I have high hopes for the TV series. I’ve heard a rumor that the series is going to be based on Wizard and Glass, which is my favorite of the book series. So if that’s the case, I’m all in. But that’s an almost impossible property to adapt, and having just done Gerald’s Game, I feel confident saying that! I’m still amazed that people would try [adapting] The Dark Tower. It’s like trying to adapt a mountain; I don’t know how you’d approach it.
Having just come off your own challenging adaptation, what’s the secret to getting Stephen King right?
The secret for me, even just as a fan, is to stay as close to the book as you can. Then, when you come up to elements that aren’t easy to translate cinematically, rather than try to reinvent the wheel or take off in some other direction, the best thing you can do is ask yourself, “What was the experience emotionally that I had when I read this? And if I can’t do literally what’s on the page, how can I still protect that emotional experience and be true to the experience of reading it?” That keeps the train on the tracks. The further away you get from the experience of reading the book, the more likely you are to see an adaptation go off the rails.
With that in mind, what was your experience of reading Gerald’s Game for the first time?
I first read it in college when I was 19. I had started reading Stephen King in the fifth grade and declared him my favorite author, so I had been catching up on his stuff for years and finally got to Gerald’s Game. I remember putting the book down and exhaling for a solid minute. It was so visceral; I don’t know that I’ve ever been dive-bombed into the psyche of a character as completely as I was with that book. Outside of all the terrifying stuff, what I thought was incredible about it was what it had to say about survival and female empowerment, as well as the lasting effects that abuse and trauma have on women in particular. I put it down and thought that if someone could re-create the experience I just had reading this on film, what a movie that would be.
But I also thought it was unfilmable! [Laughs] Still, it wouldn’t leave me alone, and for the next 19 years it kept turning over in my head until I started to see a version I thought would work. I carried the script around in my bag to meetings, and if someone said, “Hey, what’s your dream project?” I’d pull it out.

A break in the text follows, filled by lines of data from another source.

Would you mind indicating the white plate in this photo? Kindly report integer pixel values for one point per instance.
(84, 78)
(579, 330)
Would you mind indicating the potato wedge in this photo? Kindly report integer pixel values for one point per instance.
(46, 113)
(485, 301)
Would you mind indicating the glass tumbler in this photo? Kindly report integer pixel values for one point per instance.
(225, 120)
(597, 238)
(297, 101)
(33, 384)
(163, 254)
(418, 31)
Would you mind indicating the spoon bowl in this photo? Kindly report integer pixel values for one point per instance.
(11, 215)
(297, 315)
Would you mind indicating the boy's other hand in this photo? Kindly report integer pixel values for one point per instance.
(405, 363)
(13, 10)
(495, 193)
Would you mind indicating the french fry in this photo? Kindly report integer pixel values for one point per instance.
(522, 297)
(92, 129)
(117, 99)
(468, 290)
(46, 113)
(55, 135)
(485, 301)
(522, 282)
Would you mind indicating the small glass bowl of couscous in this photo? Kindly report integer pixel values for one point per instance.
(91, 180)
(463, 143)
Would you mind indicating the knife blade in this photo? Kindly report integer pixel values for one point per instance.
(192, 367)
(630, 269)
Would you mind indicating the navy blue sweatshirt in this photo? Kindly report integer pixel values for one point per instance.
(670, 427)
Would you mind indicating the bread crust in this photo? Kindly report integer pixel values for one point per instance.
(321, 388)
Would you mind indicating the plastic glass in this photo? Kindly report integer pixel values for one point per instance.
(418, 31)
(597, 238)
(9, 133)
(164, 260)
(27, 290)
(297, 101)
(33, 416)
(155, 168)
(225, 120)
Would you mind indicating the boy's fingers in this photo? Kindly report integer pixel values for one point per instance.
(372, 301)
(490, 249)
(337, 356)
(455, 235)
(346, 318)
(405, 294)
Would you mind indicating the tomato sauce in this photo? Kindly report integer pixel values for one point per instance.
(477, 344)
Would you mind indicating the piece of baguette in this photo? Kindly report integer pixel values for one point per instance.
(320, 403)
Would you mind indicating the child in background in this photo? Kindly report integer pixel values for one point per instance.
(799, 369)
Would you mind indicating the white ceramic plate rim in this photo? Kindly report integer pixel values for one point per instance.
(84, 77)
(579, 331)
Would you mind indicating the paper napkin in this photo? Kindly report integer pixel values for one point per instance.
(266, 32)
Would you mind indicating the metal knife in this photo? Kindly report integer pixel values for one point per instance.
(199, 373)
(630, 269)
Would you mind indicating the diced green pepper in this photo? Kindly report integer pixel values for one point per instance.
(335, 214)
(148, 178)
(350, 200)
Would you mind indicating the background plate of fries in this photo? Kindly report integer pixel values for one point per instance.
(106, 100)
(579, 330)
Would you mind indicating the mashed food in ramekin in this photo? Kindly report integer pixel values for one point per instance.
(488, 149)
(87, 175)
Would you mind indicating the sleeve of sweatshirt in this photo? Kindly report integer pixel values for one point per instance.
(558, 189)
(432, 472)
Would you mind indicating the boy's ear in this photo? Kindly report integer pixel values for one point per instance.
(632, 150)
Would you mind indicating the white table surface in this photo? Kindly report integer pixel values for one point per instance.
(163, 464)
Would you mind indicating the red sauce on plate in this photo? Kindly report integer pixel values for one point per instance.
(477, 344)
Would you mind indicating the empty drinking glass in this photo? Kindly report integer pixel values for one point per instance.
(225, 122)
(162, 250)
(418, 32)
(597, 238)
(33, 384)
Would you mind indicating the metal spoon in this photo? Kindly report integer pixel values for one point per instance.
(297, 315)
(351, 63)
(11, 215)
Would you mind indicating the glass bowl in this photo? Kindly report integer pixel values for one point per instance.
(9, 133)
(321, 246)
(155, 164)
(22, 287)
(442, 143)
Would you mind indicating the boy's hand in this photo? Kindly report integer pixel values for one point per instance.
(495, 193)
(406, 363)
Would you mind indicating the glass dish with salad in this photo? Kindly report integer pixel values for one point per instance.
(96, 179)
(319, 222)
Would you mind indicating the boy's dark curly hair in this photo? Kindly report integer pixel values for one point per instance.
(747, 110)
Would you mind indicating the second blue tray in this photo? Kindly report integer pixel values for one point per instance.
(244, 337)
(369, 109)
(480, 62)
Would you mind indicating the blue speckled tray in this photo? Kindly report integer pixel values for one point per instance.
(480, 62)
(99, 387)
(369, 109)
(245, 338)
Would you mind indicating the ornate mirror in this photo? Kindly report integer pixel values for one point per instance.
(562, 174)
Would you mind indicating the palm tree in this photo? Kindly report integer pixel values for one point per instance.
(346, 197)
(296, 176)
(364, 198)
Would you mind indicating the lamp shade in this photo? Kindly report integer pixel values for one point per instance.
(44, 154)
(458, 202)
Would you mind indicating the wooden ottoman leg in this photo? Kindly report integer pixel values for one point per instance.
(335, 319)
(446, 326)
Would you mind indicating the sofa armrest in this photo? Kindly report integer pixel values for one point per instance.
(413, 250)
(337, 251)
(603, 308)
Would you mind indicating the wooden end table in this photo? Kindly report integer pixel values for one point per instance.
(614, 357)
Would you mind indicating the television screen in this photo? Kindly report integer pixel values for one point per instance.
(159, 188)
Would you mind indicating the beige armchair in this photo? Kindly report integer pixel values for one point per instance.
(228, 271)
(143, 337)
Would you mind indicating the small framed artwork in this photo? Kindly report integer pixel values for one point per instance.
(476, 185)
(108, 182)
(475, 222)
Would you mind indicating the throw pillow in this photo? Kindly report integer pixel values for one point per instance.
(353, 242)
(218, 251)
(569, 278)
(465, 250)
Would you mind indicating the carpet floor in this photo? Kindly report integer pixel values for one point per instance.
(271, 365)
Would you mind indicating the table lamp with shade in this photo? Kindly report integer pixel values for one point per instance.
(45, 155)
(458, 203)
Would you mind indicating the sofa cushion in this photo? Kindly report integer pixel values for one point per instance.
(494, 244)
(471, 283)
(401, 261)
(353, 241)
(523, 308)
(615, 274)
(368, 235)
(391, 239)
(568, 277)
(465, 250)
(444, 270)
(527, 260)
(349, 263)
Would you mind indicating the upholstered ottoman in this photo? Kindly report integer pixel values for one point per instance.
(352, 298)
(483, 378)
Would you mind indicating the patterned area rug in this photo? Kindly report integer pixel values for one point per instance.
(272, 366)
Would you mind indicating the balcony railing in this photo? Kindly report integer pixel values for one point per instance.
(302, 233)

So it’s a real dream come true for me to have made it. I don’t think it would have happened without Netflix taking an interest and Stephen getting behind it.
Let’s talk about some of the changes you did make to the book, starting with the casting of Bruce Greenwood. He’s a very different Gerald than the one described on the page, much more fit and movie star handsome. Reading the book, I pictured someone like John Carroll Lynch in the part.
We talked about him! It’s interesting, the person who first suggested Bruce to me was Stephen King. I had put together a list of actors, whittled it down to a top five, and Bruce was on it. Stephen had worked with Bruce on another project and said, “I would love to see Bruce Greenwood tackle this.” It is very different from the character in the book, but I figured if Stephen was talking him up, he wouldn’t be too upset.
What we liked about having this aggressively masculine Gerald is that it gave us a whole other tone to play with; I thought of him as the failed alpha male. Another important thing to me was that it needed to be someone we realistically believed Carla would marry. In the same way that Forrest Gump is built like a linebacker in the novel, I didn’t think that the physicality of Gerald was the element we needed to be the most faithful to. In the battle of the sexes seen in the movie, [Bruce’s version] made him a much more formidable opponent and a much more meaningful victory for her.